Two different 3D printers caught my eye. I caught a live demo of Chefjet, a 3D printer for food, churning out whimsically shaped and coloured hunks of food. Someone from my team, lost from the group, caught a demo of another, different 3D food printer as well. This suggests to me that oddly-shaped sugar hunks will be de rigueur in all London hotels with fancy coffee services next year.
The other 3D printer was wirelessly linked to a Samsung Galaxy Note. Whatever you drew or rendered on the Note could be instantly made real.

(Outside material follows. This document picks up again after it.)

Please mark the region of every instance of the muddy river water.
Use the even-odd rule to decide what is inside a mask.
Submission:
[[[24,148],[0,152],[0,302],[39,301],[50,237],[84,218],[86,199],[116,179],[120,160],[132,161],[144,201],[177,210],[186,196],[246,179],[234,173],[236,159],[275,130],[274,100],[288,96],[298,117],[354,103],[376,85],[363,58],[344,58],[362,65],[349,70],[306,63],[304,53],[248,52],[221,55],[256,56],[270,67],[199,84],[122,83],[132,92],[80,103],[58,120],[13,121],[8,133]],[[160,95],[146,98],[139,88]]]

Rapid prototyping just got much, much more rapid.
And there were the 4K TVs I mentioned yesterday, curved TVs, giant curved TVs and today I saw the most amazing screen of all - LG's giant glasses-free 3D TV. The image is stunning. Usually 3D is just too nerdy, too much of a hassle, for the general public, but if 3D is ever going to crack the mainstream, it will be because of this cutting-edge screen that doesn't require glasses.
Speaking of annoying glasses, the award to most-annoying display are the guys who wear Google Glass, ostensibly standing around waiting for people to ask them about that Google Glass they're wearing. Even Robert Scoble has given up on Glass. We're not buying it this year, guys.
Amidst the magical, futuristic gadgets were real, live relics from the 80s. I saw Vanilla Ice (really) poking around and posing at the Samsung booth. And, if that wasn't 80s enough, there was an actual Delorean from Back to the Future on display. It's all a bit weird for CES, we should be constantly looking forward, not amusing ourselves with kitsch.
I hope next year whatever happened in the 80s stays in the 80s.